Time Required for Community Evangelism

Paper No. OCCG-036

Benton F. Baugh, Memorial Church of Christ, Houston, TX

Download the PDF version HERE

EXECUTIVE SUMMARY

Our general conclusion from our investments indicate that we don’t think it takes much time to do community evangelism.  This paper equips you to try to quantify how much time it takes and gives an answer from a Brazilian missionary team as a comparison.

KEY WORDS

Evangelism

Community

GLOSSARY

Community Evangelism — Converting someone out of your community rather than baptizing your family members.

Community Evangelism Time (CET) — The time you spend in the process of bringing someone from the community up to the point of assimilation in your congregation.

Personal Religion Time (PRT) — Time you spend in your personal worship and your fellowship with other Christians.

Maintenance Time (MT) — Infrastructure upkeep and support work.

REPORT

The conclusion on needed community evangelism time we would draw from our efforts when compared to our goals would indicate we don’t think it takes much time.

We can look at the Day of Pentecost, what happens when a prospect is baptized and brings his friends, or what happens in 3rd world nations and take comfort in this point of view.  Then again, what we are doing is not working at home so those may not be good measures of what we need to do.  They may be “low hanging fruit” situations and not representative of what happens most of the time.

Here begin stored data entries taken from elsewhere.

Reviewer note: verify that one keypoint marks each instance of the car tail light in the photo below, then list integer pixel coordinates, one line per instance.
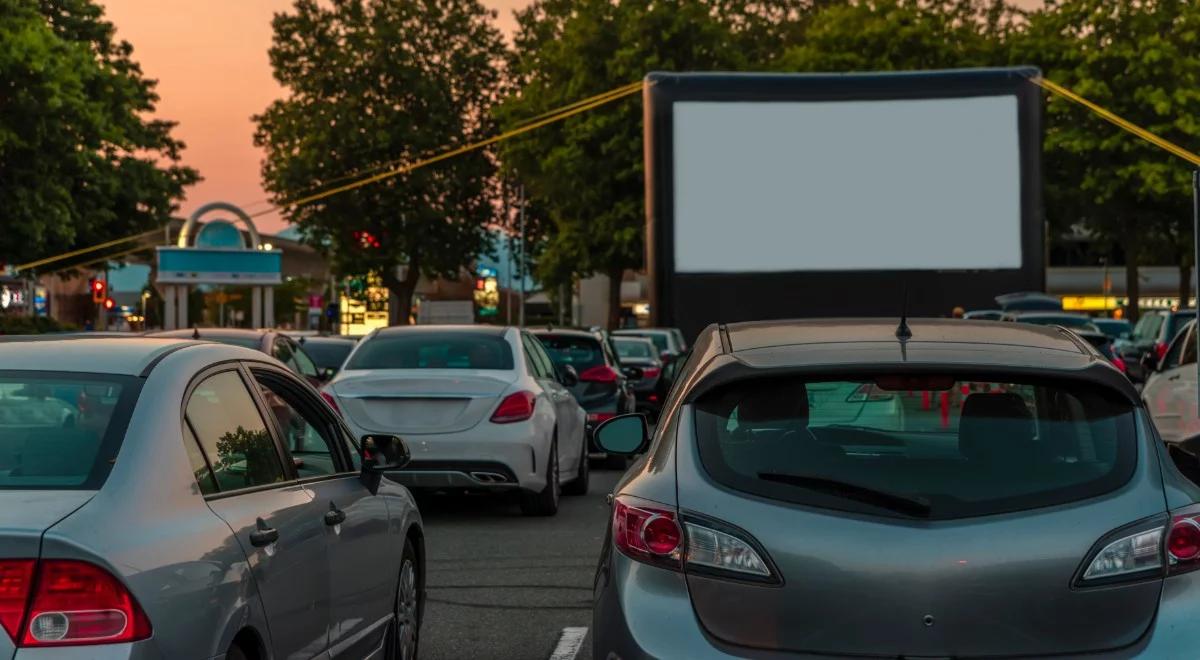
(515, 407)
(652, 534)
(72, 603)
(333, 402)
(599, 373)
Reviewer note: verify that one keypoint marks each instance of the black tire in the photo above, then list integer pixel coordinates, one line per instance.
(580, 485)
(613, 461)
(405, 635)
(545, 502)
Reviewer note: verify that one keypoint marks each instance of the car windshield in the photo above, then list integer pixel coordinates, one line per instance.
(579, 352)
(433, 349)
(634, 348)
(960, 448)
(61, 431)
(328, 354)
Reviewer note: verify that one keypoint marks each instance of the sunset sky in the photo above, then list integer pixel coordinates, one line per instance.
(210, 61)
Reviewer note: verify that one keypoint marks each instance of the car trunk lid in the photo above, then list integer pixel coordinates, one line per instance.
(420, 401)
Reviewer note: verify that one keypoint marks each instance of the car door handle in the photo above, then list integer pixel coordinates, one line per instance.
(335, 515)
(263, 535)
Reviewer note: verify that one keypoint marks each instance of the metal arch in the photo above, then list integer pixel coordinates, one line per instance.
(185, 234)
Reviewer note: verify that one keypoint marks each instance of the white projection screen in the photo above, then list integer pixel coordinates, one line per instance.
(843, 185)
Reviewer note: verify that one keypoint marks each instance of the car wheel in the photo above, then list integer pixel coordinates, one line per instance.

To a large extent our members today feel that if they come and listen to a worship service or 2 in the week, they have done their service for Jesus. Most of those more engaged are involved in PRT and MT, with little time to devote to CET.

If the church is to grow and accomplish the Great Commission in our area,
our practices must change
.

To get a realistic feel for the time required to achieve effective personal evangelism time we need to find a situation in which community evangelism is a primary focus.    This situation exists when one or more missionaries begin an effort in a new area.  After the missionaries land in the new area, secure a meeting place, and are comfortable with the language, they are likely to be focused on PRT and CET.  There is likely little time invested in MT.  Our situation immediately after our conversion and talking to close friends is likely similar to this in that a new member is not yet bogged down in maintenance type activities.

The object of this study is to collect the PET commitment for the first year after reaching a comfort level in a missionary field and compare it to the community evangelism success during that period.

The other side to this is that if you have 300 members in your pews each Sunday not doing evangelism or evangelism support activities, consider motivating them to dedicate 3 hours each week.

That would give you a resource of 900 hours to do evangelism.  Compare that to the number of hours you conclude it takes to do effective evangelism and see how your congregation would grow.

CONCLUSION

At this point you need to recognize that you are running a large organization of 300 members.  For them to collectively do 900 hours of evangelism, they need to be organized and coordinated.  This does not happen by chance.  You need a plan.

Overseeing the plan is shepherding work.  Making the plan is deacon work.  Put your deacons to work putting your congregation to work.  Everyone wins.